G. H. En 2022, j’ai pu rencontrer à Notchietown, dans l’est de l’Oklahoma, l’actuel chef des Natchez, Hutke Fields, et me rendre avec lui à Natchez (État du Mississippi) où a lieu chaque année un pow wow auquel participent des Natchez. C’est lui qui a suggéré cette idée, et j’ai alors contacté l’ambassade de France aux États-Unis. Il s’agirait d’une cérémonie de réconciliation, sans valeur juridique. Elle est censée avoir lieu à Natchez en mars 2024.

Hutke Fields (à gauche), l'actuel chef natchez, lors du pow-wow annuel de Natchez, en mars 2022.
Hutke Fields (à gauche), l'actuel chef natchez, lors du pow-wow annuel de Natchez, en mars 2022.

À quelle communauté s’adresse ce traité et comment définiriez-vous l’identité qu’elle revendique, alors que la langue natchez n’est plus en usage, ainsi que la majorité des us et coutumes ?
G. H. 
Depuis 1996, Hutke Fields porte le titre de « Grand Soleil », titre qui n’avait plus été porté depuis le XVIIIe siècle. Il anime un gouvernement natchez composé d’un autre chef et de quatre « mères de clan ». Il cherche aussi à reconstituer la langue (lui-même la parle un peu) et à obtenir la reconnaissance de la « nation » natchez auprès de l’autorité fédérale américaine. Cela permettrait aux Natchez d’accéder à des programmes sociaux ou de santé ainsi qu’à des fonds susceptibles de favoriser, entre autres, la réanimation d’une langue en déshérence. Il s’agit donc d’un véritable processus de réinvention culturelle et de réanimation de la tradition (marquée en Oklahoma par l’existence d’aires cérémonielles où l’on pratique des danses). Mais la situation est très complexe, car ces Natchez sont en réalité, sur le plan légal, des Cherokee ou des Creek, des tribus reconnues par le gouvernement fédéral.
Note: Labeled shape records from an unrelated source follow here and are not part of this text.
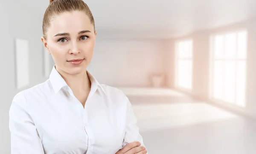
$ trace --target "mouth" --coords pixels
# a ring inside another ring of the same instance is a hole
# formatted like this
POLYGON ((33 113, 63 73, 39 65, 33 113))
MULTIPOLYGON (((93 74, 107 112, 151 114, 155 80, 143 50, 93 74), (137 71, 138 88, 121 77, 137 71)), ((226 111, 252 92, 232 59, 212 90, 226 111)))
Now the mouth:
POLYGON ((74 65, 79 65, 81 64, 84 59, 74 59, 67 61, 69 63, 74 65))

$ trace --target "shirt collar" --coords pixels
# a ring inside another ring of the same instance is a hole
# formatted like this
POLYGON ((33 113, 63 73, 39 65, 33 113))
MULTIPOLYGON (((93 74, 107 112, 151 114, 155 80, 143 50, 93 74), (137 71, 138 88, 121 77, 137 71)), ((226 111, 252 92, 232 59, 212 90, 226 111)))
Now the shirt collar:
MULTIPOLYGON (((51 84, 52 86, 53 90, 55 93, 57 93, 62 88, 64 87, 68 87, 67 84, 64 80, 59 73, 56 70, 55 65, 53 66, 52 72, 49 77, 49 79, 51 84)), ((106 93, 102 85, 98 81, 96 78, 87 70, 86 70, 87 75, 91 83, 91 87, 95 85, 97 88, 99 87, 102 90, 106 93)))

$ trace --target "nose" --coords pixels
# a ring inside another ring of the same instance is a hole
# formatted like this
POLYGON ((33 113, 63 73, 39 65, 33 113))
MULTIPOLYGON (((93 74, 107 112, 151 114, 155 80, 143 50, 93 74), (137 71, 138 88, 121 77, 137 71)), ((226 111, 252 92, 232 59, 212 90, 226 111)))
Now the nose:
POLYGON ((69 50, 69 53, 70 54, 76 55, 80 52, 79 44, 76 41, 74 41, 71 44, 71 46, 69 50))

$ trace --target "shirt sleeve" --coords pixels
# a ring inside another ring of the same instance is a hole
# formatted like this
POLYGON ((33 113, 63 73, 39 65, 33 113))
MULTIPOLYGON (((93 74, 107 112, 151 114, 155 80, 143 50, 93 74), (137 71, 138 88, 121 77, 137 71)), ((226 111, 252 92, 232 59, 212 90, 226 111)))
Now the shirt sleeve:
POLYGON ((11 154, 44 154, 26 102, 24 96, 18 93, 14 97, 9 111, 11 154))
POLYGON ((126 125, 122 146, 124 147, 131 142, 140 142, 141 144, 140 146, 143 146, 146 148, 143 141, 142 136, 139 132, 140 128, 137 125, 137 118, 132 109, 131 104, 126 96, 125 96, 125 99, 127 103, 126 125))

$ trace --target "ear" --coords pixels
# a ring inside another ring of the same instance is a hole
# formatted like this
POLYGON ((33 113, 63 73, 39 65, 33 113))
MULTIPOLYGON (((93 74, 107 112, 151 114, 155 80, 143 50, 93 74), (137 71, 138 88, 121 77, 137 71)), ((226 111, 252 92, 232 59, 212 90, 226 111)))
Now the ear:
POLYGON ((47 44, 46 40, 45 39, 45 38, 44 38, 44 36, 42 36, 41 38, 41 40, 42 41, 42 42, 43 42, 43 44, 44 44, 44 47, 45 48, 45 49, 46 49, 46 50, 47 50, 47 51, 48 51, 48 53, 49 54, 51 55, 51 52, 50 52, 50 50, 49 50, 49 49, 48 47, 48 44, 47 44))
POLYGON ((95 36, 96 36, 96 35, 97 35, 97 31, 95 30, 94 31, 94 34, 95 34, 95 36))

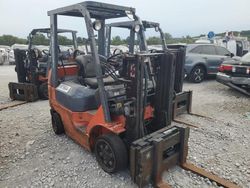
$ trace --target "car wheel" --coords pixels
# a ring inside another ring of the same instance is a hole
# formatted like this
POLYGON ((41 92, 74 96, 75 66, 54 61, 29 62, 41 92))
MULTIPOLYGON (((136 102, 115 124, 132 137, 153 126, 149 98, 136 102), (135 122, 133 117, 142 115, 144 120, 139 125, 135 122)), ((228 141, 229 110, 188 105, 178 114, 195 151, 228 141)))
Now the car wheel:
POLYGON ((58 135, 63 134, 64 127, 63 127, 62 119, 60 115, 53 110, 51 110, 51 121, 52 121, 52 128, 55 134, 58 134, 58 135))
POLYGON ((123 170, 128 165, 126 146, 115 134, 105 134, 97 138, 95 156, 102 169, 108 173, 123 170))
POLYGON ((205 79, 206 71, 201 65, 195 66, 190 73, 189 80, 194 83, 201 83, 205 79))

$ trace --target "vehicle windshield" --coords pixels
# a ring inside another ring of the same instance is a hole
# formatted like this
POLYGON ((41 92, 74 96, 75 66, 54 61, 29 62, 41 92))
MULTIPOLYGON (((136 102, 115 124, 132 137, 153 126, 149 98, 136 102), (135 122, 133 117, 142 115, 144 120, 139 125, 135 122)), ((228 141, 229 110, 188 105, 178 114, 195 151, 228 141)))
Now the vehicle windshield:
POLYGON ((242 58, 241 58, 241 61, 244 62, 244 63, 248 63, 250 64, 250 52, 245 54, 242 58))

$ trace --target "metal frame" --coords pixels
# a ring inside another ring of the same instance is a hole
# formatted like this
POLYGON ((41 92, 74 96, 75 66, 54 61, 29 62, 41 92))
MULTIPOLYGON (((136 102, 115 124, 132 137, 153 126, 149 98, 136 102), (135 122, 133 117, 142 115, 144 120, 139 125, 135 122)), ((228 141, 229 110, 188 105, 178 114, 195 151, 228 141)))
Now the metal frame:
MULTIPOLYGON (((106 19, 127 17, 127 13, 126 13, 127 11, 130 11, 134 16, 134 19, 138 20, 138 17, 135 15, 135 9, 133 8, 117 6, 117 5, 107 4, 107 3, 92 2, 92 1, 86 1, 83 3, 48 11, 48 16, 50 16, 50 25, 51 25, 51 54, 52 54, 52 79, 51 79, 50 84, 53 87, 58 86, 57 16, 64 15, 64 16, 84 17, 87 34, 88 34, 88 38, 90 41, 90 48, 92 52, 93 63, 95 65, 95 70, 96 70, 100 101, 101 101, 101 105, 103 108, 106 122, 110 122, 111 117, 110 117, 110 111, 108 108, 107 96, 106 96, 106 92, 104 89, 104 83, 103 83, 103 78, 102 78, 102 69, 101 69, 100 60, 99 60, 99 54, 100 55, 104 54, 105 50, 104 48, 99 48, 99 51, 97 50, 93 23, 91 19, 95 18, 95 19, 101 20, 102 24, 105 24, 106 19)), ((105 36, 104 32, 105 32, 104 29, 101 29, 98 32, 98 35, 100 36, 100 39, 98 40, 98 42, 104 41, 104 38, 103 38, 105 36)))
POLYGON ((112 27, 125 28, 125 29, 130 30, 129 52, 130 53, 134 52, 135 31, 133 29, 134 29, 135 25, 140 26, 140 32, 137 34, 138 39, 139 39, 140 51, 148 51, 147 41, 146 41, 146 37, 145 37, 145 30, 147 30, 149 28, 158 28, 159 33, 160 33, 160 38, 161 38, 162 49, 164 51, 167 50, 164 32, 160 28, 159 23, 150 22, 150 21, 146 21, 146 20, 115 22, 115 23, 106 24, 106 44, 107 44, 106 56, 110 56, 111 28, 112 27))

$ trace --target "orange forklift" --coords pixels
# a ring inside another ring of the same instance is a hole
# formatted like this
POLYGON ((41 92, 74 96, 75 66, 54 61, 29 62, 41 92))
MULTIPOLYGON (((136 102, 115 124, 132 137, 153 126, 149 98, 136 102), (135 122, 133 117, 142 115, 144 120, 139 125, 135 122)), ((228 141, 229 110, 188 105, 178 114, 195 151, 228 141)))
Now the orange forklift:
POLYGON ((188 169, 189 128, 170 125, 176 54, 166 49, 105 57, 105 22, 127 17, 140 22, 130 7, 87 1, 48 15, 52 57, 48 91, 54 132, 65 132, 94 152, 108 173, 129 167, 139 187, 166 186, 161 181, 164 170, 175 165, 188 169), (58 66, 60 15, 83 18, 91 49, 63 67, 58 66))

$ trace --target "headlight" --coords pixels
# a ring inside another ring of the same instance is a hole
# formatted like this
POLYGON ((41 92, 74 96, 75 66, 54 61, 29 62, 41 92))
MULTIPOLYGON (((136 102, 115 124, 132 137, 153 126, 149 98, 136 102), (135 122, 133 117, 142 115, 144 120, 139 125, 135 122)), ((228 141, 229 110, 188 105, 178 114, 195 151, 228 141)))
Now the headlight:
POLYGON ((101 23, 101 21, 100 21, 100 20, 94 21, 94 23, 93 23, 93 28, 94 28, 94 30, 99 31, 99 30, 102 28, 102 23, 101 23))
POLYGON ((140 31, 140 25, 135 25, 134 31, 138 33, 140 31))

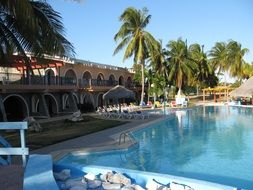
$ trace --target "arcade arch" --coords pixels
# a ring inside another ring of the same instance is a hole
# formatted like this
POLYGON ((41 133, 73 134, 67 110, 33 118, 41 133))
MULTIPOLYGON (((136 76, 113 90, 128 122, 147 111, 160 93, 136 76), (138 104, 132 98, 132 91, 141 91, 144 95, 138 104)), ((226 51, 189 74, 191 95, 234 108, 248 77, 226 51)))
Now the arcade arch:
POLYGON ((7 121, 22 121, 29 116, 26 100, 18 95, 11 94, 3 100, 7 121))
POLYGON ((77 76, 73 69, 67 70, 67 72, 65 73, 65 80, 65 83, 67 84, 77 84, 77 76))

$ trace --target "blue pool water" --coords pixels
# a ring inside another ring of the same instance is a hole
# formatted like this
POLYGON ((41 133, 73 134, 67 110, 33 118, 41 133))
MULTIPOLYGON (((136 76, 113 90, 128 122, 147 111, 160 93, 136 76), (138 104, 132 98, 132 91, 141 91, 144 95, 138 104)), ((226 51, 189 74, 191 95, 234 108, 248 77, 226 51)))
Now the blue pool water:
POLYGON ((138 147, 59 163, 165 173, 253 189, 253 109, 196 107, 134 133, 138 147))

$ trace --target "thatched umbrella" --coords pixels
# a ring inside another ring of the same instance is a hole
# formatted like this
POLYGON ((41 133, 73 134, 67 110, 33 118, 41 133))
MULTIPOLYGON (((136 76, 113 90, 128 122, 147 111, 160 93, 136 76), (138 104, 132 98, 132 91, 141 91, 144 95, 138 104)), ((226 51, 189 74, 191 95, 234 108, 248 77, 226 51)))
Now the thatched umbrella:
POLYGON ((231 91, 230 96, 252 98, 252 96, 253 96, 253 77, 249 78, 240 87, 231 91))
POLYGON ((124 86, 117 85, 103 95, 103 99, 134 98, 134 92, 124 86))

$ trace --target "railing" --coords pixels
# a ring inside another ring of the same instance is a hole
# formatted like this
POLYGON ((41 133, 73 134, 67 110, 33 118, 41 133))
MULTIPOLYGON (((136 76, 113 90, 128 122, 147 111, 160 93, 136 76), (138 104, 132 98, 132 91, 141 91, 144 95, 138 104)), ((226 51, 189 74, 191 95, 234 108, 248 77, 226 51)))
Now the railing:
MULTIPOLYGON (((26 165, 26 155, 29 154, 28 148, 25 146, 25 129, 27 129, 27 122, 0 122, 1 129, 19 129, 21 147, 4 147, 0 148, 0 155, 22 155, 23 166, 26 165)), ((3 139, 2 139, 3 140, 3 139)), ((0 141, 1 142, 1 141, 0 141)), ((3 142, 2 142, 3 143, 3 142)), ((3 143, 4 144, 4 143, 3 143)), ((0 157, 1 158, 1 157, 0 157)), ((3 161, 3 159, 1 159, 3 161)), ((0 161, 1 161, 0 160, 0 161)), ((4 164, 4 163, 3 163, 4 164)))
POLYGON ((73 78, 59 76, 38 76, 33 75, 28 78, 16 73, 0 73, 0 84, 11 85, 76 85, 77 81, 73 78))
POLYGON ((116 86, 118 85, 116 80, 97 80, 97 79, 83 79, 79 80, 79 87, 89 88, 92 86, 116 86))
MULTIPOLYGON (((59 77, 59 76, 39 76, 32 75, 28 78, 22 74, 16 73, 1 73, 0 72, 0 84, 3 85, 60 85, 60 86, 76 86, 78 83, 80 88, 90 88, 90 87, 113 87, 119 84, 116 80, 98 80, 98 79, 79 79, 69 77, 59 77)), ((125 82, 123 85, 127 88, 141 87, 140 84, 136 82, 125 82)), ((147 87, 147 85, 145 85, 147 87)))
POLYGON ((123 138, 123 143, 126 143, 126 138, 129 139, 132 145, 136 143, 136 140, 131 132, 122 132, 119 136, 119 145, 122 143, 122 138, 123 138))

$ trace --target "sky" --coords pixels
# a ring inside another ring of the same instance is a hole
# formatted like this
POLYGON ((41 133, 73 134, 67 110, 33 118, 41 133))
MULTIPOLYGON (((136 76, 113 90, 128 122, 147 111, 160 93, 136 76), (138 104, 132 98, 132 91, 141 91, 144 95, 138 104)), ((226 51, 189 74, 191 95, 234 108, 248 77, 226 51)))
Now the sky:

Or les gouvernements cherokee et creek ne sont pas favorables à la reconnaissance des Natchez comme une entité politique à part entière.

Cette identité Natchez retrouvée est-elle ce « feu sacré » dont parlent les ancêtres ?
G. H. Le feu sacré des Natchez – qui symbolise le Soleil, donc la vie – ne se serait jamais éteint : transporté chez les Chicachas, où les Natchez se sont d’abord réfugiés dans les années 1730, il a ensuite migré chez les Creek et les Cherokee avant, dans les années 1830, d’être déplacé dans l’Oklahoma. Aujourd’hui, l’actuel grand chef indique que les cendres de ce feu se trouvent chez lui, dans son jardin. Les Natchez espèrent ainsi faire renaître un jour le « feu » d’une aire cérémonielle de danse (Medicine Spring), qui est « en repos » depuis plusieurs décennies. ♦

À lire
Les Natchez. Une histoire coloniale de la violence, Gilles Havard, Tallandier, coll. « Histoire », janvier 2024, 608 p., 26,90 €.
 

Notes
  • 1. Gilles Havard est directeur de recherche au CNRS, au laboratoire Mondes américains (CNRS/EHESS/Université paris Nanterre) et spécialiste de l’histoire des relations entre Amérindiens et Européens en Amérique du Nord (XVIe-XIXe siècle). Il est lauréat de la médaille d'argent du CNRS 2020.